LE PARCOURS DU COMBATTANT

DE LA GUERRE 1914-1918

Représenter et se représenter la
Première Guerre mondiale par l'image :
Si les photographies pouvaient parler... (4)
Rendre l'image encore plus proche

Les photographies du début du XXe siècle ont un grain particulièrement fin qui donne un excellent rendu lors de la numérisation. Il supporte aussi des numérisations avec un zoom important, ce qui permet d'extraire des détails invisibles ou presque à l'œil nu. Voici un exemple pour appuyer ces affirmations.

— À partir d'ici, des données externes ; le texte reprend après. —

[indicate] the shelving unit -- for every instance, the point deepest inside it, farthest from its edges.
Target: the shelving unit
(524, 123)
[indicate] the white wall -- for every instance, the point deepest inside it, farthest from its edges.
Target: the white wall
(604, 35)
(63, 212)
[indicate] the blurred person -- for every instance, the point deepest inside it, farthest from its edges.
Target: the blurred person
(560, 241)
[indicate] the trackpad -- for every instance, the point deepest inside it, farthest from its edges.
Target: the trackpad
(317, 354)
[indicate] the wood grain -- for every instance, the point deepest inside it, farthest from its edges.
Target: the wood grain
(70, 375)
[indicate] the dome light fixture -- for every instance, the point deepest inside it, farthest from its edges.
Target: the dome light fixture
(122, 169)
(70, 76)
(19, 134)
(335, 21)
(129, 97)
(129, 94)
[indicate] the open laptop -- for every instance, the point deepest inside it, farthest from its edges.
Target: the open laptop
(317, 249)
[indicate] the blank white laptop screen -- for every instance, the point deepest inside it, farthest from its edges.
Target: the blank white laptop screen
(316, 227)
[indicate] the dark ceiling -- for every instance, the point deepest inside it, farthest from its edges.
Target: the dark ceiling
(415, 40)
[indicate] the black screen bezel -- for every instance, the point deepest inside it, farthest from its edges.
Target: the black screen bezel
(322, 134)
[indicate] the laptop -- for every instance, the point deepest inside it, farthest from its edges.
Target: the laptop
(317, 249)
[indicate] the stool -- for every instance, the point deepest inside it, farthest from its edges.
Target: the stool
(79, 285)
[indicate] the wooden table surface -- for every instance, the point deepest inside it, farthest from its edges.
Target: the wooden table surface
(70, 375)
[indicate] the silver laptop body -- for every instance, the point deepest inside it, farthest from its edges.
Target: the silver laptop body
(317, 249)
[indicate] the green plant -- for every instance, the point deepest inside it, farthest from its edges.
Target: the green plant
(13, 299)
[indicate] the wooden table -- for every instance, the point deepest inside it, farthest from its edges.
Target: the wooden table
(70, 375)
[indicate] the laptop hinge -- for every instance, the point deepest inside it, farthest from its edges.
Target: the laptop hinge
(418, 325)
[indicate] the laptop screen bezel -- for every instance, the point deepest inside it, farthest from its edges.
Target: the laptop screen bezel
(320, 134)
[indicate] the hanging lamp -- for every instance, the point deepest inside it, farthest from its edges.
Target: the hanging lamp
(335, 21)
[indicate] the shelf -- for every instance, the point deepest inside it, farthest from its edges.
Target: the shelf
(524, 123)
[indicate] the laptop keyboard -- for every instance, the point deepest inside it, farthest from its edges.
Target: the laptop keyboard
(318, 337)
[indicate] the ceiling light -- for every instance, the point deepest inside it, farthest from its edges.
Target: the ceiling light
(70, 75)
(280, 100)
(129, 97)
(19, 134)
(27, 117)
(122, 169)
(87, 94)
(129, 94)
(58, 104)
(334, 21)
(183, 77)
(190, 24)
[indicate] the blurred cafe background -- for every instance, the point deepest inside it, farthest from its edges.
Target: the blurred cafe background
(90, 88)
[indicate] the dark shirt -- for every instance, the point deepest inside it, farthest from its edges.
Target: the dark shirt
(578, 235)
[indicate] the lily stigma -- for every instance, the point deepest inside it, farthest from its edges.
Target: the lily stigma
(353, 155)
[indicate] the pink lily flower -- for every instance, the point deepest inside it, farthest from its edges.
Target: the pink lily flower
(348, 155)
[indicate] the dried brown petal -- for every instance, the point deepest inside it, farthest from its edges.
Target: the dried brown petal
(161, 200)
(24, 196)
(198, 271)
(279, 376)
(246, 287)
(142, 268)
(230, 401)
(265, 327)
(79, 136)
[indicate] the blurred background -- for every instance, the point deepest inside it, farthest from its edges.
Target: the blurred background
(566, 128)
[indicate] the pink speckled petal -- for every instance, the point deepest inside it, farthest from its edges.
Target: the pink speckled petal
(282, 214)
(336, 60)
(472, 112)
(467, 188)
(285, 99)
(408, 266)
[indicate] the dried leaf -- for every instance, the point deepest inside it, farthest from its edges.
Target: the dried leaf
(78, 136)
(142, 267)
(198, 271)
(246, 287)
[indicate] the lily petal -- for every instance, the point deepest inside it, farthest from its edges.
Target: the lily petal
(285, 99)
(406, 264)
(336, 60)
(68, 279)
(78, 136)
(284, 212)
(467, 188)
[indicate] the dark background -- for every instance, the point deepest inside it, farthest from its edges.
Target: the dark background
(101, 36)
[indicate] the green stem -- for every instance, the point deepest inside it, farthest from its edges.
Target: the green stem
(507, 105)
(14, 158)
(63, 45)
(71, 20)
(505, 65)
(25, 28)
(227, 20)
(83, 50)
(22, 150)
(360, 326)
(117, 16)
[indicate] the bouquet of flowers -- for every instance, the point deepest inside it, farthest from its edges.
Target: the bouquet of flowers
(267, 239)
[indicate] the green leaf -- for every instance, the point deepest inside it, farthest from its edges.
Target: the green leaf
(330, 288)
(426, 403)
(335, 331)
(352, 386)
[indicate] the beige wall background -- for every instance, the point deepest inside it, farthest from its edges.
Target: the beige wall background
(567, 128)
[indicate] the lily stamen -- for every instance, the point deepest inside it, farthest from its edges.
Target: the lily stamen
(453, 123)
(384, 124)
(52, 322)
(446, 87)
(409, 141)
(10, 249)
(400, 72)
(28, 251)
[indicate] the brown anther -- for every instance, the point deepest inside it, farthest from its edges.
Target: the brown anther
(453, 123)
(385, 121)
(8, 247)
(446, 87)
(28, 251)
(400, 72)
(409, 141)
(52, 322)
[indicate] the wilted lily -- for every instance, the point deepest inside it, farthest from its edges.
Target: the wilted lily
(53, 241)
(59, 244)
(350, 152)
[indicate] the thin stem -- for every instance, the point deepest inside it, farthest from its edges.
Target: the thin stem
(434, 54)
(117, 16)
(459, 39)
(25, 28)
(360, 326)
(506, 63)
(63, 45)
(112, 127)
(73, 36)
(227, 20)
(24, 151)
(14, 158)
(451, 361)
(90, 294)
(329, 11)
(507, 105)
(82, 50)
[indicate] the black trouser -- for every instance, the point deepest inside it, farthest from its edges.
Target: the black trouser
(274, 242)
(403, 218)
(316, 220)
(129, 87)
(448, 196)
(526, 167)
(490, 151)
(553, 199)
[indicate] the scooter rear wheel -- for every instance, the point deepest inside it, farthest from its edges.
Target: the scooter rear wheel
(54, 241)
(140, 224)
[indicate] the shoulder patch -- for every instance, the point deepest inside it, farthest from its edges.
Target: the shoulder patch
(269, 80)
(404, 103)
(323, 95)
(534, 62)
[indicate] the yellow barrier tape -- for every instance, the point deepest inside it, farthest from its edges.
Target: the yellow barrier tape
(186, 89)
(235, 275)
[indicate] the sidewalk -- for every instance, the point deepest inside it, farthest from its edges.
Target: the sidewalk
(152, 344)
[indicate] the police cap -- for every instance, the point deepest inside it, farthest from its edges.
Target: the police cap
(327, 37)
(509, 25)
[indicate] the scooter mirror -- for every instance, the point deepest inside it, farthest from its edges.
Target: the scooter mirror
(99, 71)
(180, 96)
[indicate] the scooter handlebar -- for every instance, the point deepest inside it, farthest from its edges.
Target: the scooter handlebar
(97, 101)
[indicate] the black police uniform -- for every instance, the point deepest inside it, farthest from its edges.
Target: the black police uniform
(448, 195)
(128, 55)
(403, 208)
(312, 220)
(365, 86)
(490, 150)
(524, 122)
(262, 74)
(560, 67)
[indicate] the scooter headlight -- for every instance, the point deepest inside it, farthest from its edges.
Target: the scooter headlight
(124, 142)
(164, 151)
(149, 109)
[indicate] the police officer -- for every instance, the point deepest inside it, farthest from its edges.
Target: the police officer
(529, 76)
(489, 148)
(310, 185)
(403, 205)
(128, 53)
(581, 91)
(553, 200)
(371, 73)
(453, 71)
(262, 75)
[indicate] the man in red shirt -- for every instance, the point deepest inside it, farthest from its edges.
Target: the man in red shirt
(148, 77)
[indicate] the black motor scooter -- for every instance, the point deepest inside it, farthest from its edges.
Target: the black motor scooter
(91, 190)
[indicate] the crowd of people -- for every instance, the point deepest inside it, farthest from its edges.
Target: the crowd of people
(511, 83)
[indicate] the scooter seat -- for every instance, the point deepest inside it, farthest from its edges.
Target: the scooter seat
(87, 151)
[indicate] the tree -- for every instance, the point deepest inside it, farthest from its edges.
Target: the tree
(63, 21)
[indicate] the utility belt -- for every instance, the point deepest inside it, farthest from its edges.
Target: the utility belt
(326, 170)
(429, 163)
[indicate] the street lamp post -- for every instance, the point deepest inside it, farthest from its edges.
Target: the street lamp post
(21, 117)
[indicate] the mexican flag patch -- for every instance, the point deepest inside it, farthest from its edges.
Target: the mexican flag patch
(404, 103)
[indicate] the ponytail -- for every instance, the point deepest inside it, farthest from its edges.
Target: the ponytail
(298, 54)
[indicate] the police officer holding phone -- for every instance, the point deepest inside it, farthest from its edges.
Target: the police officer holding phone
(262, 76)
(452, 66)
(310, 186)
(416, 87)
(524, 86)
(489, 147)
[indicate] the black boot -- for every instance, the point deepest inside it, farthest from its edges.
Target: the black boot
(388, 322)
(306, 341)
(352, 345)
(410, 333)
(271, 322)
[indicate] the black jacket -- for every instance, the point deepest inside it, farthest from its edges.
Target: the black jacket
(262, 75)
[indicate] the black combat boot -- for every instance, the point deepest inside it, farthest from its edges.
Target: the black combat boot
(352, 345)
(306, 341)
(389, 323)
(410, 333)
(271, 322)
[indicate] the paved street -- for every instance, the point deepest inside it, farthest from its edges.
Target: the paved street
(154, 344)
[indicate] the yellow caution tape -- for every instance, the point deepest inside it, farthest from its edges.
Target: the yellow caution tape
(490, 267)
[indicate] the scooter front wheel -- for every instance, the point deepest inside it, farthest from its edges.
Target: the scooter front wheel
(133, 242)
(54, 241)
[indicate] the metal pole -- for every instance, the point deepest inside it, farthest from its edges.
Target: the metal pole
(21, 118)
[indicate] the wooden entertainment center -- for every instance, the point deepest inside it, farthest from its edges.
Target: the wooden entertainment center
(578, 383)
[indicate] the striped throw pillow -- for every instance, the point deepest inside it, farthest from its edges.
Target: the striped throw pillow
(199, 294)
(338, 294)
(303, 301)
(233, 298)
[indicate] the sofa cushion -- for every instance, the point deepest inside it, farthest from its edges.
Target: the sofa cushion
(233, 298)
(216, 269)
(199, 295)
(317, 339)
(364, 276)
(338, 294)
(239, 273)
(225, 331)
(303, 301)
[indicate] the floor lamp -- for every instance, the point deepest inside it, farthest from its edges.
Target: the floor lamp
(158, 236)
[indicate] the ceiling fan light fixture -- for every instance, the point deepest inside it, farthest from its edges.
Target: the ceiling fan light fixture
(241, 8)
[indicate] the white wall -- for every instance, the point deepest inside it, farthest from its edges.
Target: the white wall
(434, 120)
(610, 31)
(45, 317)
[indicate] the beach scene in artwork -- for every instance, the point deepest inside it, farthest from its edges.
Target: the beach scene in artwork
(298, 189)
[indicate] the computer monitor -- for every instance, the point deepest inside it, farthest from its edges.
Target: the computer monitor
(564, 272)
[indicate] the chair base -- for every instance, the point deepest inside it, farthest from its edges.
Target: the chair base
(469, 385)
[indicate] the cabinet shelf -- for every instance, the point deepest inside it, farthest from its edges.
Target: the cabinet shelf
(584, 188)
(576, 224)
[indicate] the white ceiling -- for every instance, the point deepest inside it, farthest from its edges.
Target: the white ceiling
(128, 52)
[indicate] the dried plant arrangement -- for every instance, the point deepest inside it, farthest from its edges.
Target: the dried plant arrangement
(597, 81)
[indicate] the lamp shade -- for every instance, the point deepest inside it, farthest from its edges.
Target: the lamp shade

Un peu de technique avant de commencer :
Lorsque vous numérisez un document avec un scanner, vous avez la possibilité de choisir la précision de la numérisation : elle est indiquée en "ppp" ou en "dpî". PPP signifie Points Par Pouce, DPI la même chose en anglais. On choisit donc la quantité de pixels pour 2,54 cm (un pouce). Il faut comprendre qu'une image numérisée en 100 ppp va être moins fine qu'en 1200 ppp ! (1)

Numérisation à 100 ppp  :


L'image ci-dessus est à l'échelle 1, c'est-à-dire sans zoom. On peut compter les hommes, mais pas déterminer l'unité ou observer des détails. On voit des officiers et des sous-officiers. Au moindre zoom dans l'image, les pixels sont immédiatement visibles. On le voit nettement avec un zoom x 5 sur l'image ci-dessous.


Numérisation à 300 ppp :


Echelle 1, mais une vision nettement plus fine de l'image. On distingue parfaitement les visages, les âges, l'équipement. Trois sergents sont visibles (ils ne portent ni le bourgeron ni le pantalon treillis et ont sur leurs manches les marques du grade).

Numérisation à 600 ppp :


Echelle 1. A ce niveau de détails, on voit les alliances au doigt des soldats qui posent. On commence à percevoir un numéro de régiment sur le képi de l'officier, mais pas encore assez nettement pour distinguer le dernier chiffre qui ressemble à un 0.

Numérisation à 1200 ppp :


Echelle 1, toujours. 139e RI ! Ce n'est qu'à ce niveau de numérisation que le numéro du régiment devient parfaitement lisible (et confirmé par un autre képi d'officier). On peut aussi déterminer que cet homme est un capitaine (trois liserés sur le haut de son képi).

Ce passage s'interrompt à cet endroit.